Physicists from Ecuador have already worked on CERN experiments, notably L3, and following this agreement will continue to contribute to the CERN scientific programme. Currently, physicists and engineers from various Centres and Universities from Ecuador are creating a joint platform to strengthen collaboration with CERN. The further development of these relationships will be to everyone's advantage. CERN will benefit from the participation of Ecuadorian Particle Physics community in its scientific programme and scientists and engineers from Ecuador will benefit from the unique training opportunities of working with the most advanced technologies on groundbreaking experiments.
Although essentially a European Laboratory, physicists from all around the world, including such countries as Canada, China, India, Israel, Japan and The United States of America work together on CERN experiments. The Co-operation agreement will permit scientists from Ecuador to share experience with colleagues from all over the world working at the frontier of technology and research. CERN will profit from the intellectual investment of the high quality scientists from Ecuador who will contribute to its future programmes.
Similar collaboration agreements have been signed with Argentina, Brazil, Colombia, Chile, Mexico and Peru from Latin America and today's signature is another step forward in the development of basic science around the world.

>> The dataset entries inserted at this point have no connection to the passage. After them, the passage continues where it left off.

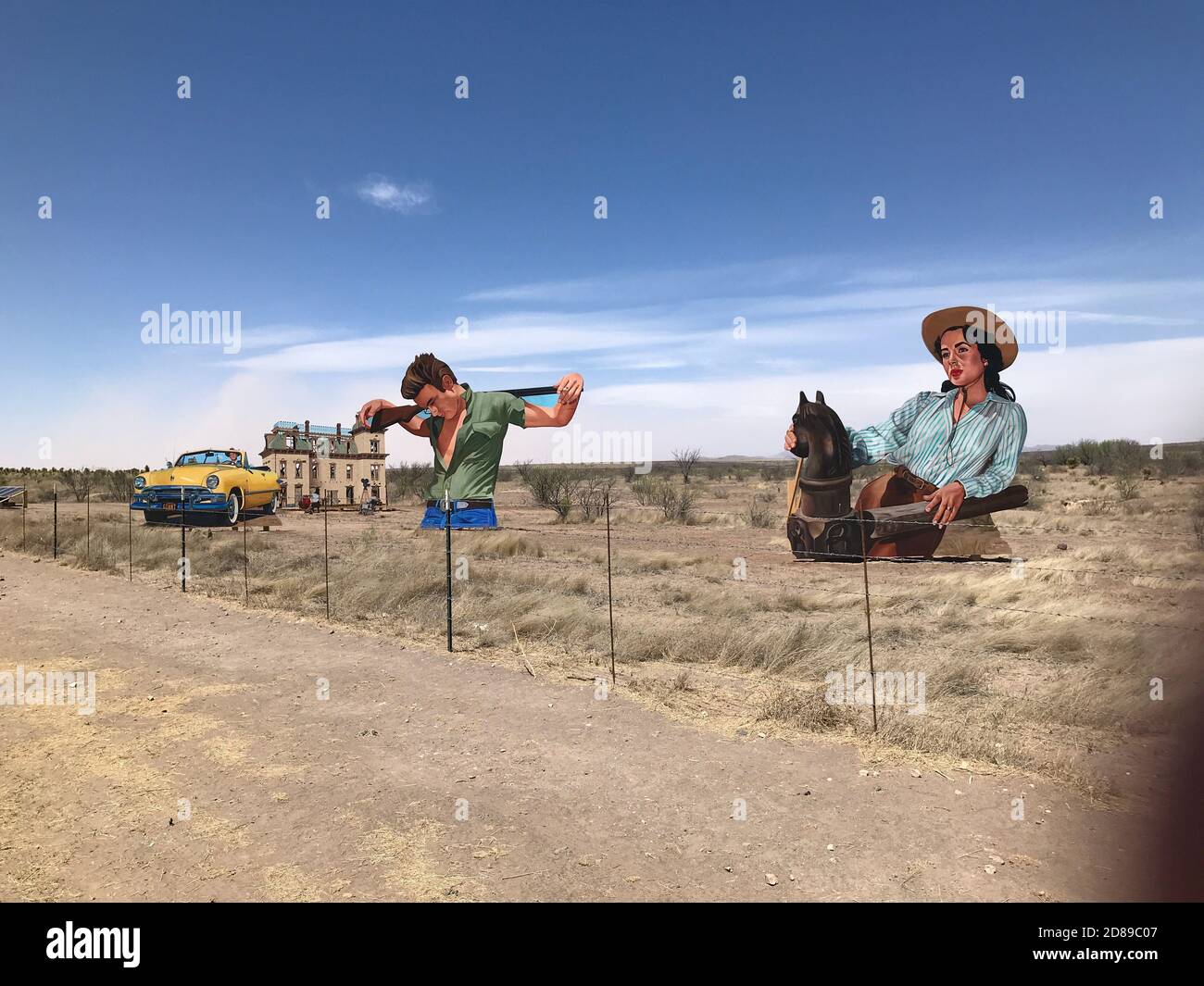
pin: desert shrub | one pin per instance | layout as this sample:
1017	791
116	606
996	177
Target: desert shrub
1180	462
554	486
591	495
645	490
673	504
761	514
1127	488
409	481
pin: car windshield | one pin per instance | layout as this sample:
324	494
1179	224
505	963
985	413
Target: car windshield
208	457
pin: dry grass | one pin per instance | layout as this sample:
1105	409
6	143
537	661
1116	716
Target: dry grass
1028	673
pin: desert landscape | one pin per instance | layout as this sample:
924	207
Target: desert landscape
245	746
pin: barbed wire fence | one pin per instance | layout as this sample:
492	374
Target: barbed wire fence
61	526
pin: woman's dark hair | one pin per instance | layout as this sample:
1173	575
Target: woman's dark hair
994	360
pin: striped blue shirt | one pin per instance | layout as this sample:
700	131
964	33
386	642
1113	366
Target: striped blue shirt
982	456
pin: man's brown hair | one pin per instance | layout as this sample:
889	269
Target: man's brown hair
426	368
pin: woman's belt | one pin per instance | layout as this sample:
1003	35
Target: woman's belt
922	485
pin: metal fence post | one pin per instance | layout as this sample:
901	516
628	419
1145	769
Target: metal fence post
609	589
183	544
446	529
870	629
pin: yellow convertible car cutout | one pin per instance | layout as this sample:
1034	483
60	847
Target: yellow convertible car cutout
216	481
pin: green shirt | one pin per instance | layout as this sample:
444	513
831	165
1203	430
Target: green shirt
478	445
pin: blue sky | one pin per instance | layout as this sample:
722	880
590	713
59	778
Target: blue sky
483	208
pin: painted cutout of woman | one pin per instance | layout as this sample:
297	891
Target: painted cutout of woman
946	447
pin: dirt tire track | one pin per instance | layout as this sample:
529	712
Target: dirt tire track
354	797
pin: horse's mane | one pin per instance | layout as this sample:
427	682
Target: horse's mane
843	461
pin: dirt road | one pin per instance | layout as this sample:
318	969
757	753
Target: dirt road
213	768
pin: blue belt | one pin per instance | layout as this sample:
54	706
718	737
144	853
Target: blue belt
462	517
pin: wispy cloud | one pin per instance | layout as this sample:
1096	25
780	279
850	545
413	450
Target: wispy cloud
408	199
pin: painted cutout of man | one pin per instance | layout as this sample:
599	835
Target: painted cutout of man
946	447
466	430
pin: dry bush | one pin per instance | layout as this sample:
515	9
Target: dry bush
554	486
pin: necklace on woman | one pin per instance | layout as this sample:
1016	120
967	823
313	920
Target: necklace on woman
949	448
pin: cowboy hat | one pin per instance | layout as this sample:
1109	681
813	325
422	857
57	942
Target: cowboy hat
984	327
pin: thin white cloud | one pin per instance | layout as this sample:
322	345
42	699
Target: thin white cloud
408	199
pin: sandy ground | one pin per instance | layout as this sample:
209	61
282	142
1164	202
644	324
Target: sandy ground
440	778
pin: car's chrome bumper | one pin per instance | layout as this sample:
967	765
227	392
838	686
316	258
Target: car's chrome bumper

* CERN, the European Laboratory for Particle Physics, has its headquarters in Geneva. At present, its Member States are Austria, Belgium, the Czech Republic, Denmark, Finland, France, Germany, Greece, Hungary, Italy, Netherlands, Norway, Poland, Portugal, Slovakia, Spain, Sweden, Switzerland and the United Kingdom. Israel, Japan, the Russian Federation, the United States of America, Turkey, the European Commission and Unesco have observer status.